Fred Lerdahl utiliza a análise do Terrasse des Audiences como uma possibilidade de extensão de sua teoria generativa da música tonal. Esta teoria parte da análise da superfície musical, entendida como uma sequência de eventos, para, através de um sistema de regras, chegar a uma descrição estrutural dos níveis mais profundos da música. Este procedimento tem como objetivo extrair da obra as suas “condições de estabilidade”.

Este prelúdio se apresenta como um objeto privilegiado para esta abordagem por causa de sua posição ambígua entre a tonalidade e a construção de acordes a partir de tríades que não são necessariamente funcionais, do ponto de vista da harmonia tonal.

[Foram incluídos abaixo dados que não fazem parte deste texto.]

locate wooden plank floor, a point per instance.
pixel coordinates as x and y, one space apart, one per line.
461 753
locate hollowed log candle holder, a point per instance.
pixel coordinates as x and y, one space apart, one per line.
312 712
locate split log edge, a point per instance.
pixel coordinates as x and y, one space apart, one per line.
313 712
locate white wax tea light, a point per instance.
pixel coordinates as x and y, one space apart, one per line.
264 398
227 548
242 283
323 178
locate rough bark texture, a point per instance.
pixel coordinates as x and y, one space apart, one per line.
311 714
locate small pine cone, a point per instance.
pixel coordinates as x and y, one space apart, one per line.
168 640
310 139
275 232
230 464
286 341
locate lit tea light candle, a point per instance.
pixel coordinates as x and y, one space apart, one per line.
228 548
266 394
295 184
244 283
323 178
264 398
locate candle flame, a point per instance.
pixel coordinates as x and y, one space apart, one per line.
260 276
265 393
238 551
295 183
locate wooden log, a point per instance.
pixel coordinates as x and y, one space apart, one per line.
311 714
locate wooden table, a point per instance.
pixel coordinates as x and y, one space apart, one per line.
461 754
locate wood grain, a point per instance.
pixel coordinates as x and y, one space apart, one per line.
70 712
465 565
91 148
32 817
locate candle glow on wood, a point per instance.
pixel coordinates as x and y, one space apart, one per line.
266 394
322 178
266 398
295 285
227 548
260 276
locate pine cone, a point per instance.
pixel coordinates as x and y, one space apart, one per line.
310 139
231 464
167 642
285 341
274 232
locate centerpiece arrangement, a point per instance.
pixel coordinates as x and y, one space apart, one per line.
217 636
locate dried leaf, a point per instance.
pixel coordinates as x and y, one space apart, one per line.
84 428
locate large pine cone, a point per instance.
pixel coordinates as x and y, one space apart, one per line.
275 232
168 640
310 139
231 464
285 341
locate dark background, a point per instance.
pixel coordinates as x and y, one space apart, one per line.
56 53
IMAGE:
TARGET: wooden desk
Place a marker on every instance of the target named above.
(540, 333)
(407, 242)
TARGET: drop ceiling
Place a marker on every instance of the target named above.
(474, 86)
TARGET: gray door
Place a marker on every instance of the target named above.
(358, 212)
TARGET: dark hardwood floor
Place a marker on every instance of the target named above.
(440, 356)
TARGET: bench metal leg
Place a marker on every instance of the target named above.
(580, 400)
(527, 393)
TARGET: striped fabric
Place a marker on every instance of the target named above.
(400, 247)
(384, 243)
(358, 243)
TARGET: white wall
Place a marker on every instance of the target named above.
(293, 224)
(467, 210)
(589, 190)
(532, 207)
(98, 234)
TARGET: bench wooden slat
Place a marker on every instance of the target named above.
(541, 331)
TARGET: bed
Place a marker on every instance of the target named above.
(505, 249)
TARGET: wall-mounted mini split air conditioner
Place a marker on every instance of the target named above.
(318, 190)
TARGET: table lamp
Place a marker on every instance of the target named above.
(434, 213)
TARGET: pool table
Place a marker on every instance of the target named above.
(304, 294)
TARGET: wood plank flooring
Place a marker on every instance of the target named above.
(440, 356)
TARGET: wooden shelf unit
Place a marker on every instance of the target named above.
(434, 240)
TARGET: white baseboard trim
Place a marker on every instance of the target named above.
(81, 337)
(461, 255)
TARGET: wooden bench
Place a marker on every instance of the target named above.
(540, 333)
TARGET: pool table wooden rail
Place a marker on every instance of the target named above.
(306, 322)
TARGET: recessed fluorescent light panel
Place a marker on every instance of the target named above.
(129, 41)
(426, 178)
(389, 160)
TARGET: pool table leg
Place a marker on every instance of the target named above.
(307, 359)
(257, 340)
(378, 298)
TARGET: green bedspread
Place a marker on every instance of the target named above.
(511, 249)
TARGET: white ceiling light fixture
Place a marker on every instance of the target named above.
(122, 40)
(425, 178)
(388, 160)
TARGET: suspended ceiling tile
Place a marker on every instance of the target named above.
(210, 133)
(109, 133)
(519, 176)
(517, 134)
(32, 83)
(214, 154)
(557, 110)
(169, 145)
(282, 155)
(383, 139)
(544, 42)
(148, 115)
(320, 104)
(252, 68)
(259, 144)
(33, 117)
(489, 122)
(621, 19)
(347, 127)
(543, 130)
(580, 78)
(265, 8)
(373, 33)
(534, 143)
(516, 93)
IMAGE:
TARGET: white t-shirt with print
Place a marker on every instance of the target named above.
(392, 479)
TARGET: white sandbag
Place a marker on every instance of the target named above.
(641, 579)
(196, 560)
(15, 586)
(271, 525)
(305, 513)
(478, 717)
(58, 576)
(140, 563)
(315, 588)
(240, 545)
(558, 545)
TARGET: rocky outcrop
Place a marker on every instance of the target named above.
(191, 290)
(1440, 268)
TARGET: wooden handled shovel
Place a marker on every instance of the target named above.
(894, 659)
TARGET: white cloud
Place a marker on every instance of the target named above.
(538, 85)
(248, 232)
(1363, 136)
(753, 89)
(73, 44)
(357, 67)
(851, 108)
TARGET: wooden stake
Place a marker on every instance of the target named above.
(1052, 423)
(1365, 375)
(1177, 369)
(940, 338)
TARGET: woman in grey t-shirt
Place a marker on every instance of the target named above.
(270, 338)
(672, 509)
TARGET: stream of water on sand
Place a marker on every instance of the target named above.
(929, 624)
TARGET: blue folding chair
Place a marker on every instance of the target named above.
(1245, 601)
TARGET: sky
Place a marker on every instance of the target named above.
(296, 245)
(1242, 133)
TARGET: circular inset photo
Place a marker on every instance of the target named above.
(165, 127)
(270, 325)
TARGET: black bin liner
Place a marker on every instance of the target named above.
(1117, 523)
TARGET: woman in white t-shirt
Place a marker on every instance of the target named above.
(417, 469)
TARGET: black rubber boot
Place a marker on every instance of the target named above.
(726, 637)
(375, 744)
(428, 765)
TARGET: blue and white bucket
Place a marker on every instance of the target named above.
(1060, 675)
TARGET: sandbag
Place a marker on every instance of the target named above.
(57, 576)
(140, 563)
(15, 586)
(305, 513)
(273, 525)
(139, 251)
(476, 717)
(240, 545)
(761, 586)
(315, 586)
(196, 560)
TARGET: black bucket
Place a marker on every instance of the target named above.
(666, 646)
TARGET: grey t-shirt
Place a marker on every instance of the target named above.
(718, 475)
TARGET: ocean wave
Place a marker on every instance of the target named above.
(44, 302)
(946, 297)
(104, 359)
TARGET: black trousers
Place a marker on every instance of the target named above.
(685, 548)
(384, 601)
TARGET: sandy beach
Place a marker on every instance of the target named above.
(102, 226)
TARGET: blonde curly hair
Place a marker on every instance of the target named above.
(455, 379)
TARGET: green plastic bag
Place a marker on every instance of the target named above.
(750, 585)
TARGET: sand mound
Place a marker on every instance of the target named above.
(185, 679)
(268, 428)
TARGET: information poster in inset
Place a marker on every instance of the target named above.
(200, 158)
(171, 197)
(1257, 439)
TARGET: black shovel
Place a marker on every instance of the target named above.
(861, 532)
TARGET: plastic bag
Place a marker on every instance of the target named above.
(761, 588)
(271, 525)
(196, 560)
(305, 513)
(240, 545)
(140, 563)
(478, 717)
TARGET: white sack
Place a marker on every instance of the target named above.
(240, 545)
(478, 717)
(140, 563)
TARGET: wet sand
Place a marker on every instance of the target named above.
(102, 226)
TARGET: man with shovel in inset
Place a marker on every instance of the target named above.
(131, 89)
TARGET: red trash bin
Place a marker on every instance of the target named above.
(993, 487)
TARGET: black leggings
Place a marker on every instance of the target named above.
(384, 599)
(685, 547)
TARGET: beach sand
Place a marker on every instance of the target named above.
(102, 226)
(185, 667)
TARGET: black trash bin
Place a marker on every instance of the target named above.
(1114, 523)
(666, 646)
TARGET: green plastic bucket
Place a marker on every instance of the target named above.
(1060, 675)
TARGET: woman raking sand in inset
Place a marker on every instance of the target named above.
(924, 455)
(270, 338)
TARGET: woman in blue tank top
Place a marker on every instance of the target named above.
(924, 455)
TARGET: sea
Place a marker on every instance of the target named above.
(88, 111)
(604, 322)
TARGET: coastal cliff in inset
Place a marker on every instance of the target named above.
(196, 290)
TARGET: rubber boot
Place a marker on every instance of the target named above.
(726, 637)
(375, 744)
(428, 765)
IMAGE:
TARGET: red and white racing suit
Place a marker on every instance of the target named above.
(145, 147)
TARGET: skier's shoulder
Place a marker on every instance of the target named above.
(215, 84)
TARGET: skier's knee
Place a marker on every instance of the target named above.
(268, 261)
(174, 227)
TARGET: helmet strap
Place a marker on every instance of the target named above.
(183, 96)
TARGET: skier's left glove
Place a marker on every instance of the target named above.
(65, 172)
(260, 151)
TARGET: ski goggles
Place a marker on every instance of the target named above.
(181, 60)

Os critérios para a enunciação das condições de estabilidade tiveram de mudar face a um sistema de alturas que Lerdahl considera de origem, mas não de realização, mais cromática que diatônica. Assim, uma escala octatônica, por exemplo, tem sua origem “mais num sistema de acordes de três sons baseados no ciclo de terças menores que numa escala exótica” (p. 55). Esta formulação é muito importante porque é ela que serve de apoio para toda a sua teoria: a pressuposição de que a harmonia está na base de toda realização musical e que é preciso encontrar nela sua origem acordal. Como o objetivo de Lerdahl é encontrar as condições de estabilidade sobre a qual se baseiam todas as escutas musicais, ele parte imediatamente de uma redução temporal que elimina os elementos mais decorativos e mantém os mais estáveis. Desta forma, a análise começa num terceiro nível de redução (nível C), que passa a ser considerado a superfície. A superfície sensível da peça, com todos seus ornamentos e ritmos considerados inúteis para a avaliação das condições de estabilidade das alturas, é abandonada. De nível em nível, gradativamente chega-se à estrutura harmônica geral da peça, com o aparecimento da tônica global no compasso 34 e a extensão complexa da tônica e da dominante sobre a superfície musical. O objetivo da teoria, que é “procurar identificar os aspectos subjacentes do conhecimento musical que se mantém inalterado sem relação à diversidade da superfície musical no mundo” (p. 59), é atingido pela extensão da teoria que havia sido concebida para a música tonal.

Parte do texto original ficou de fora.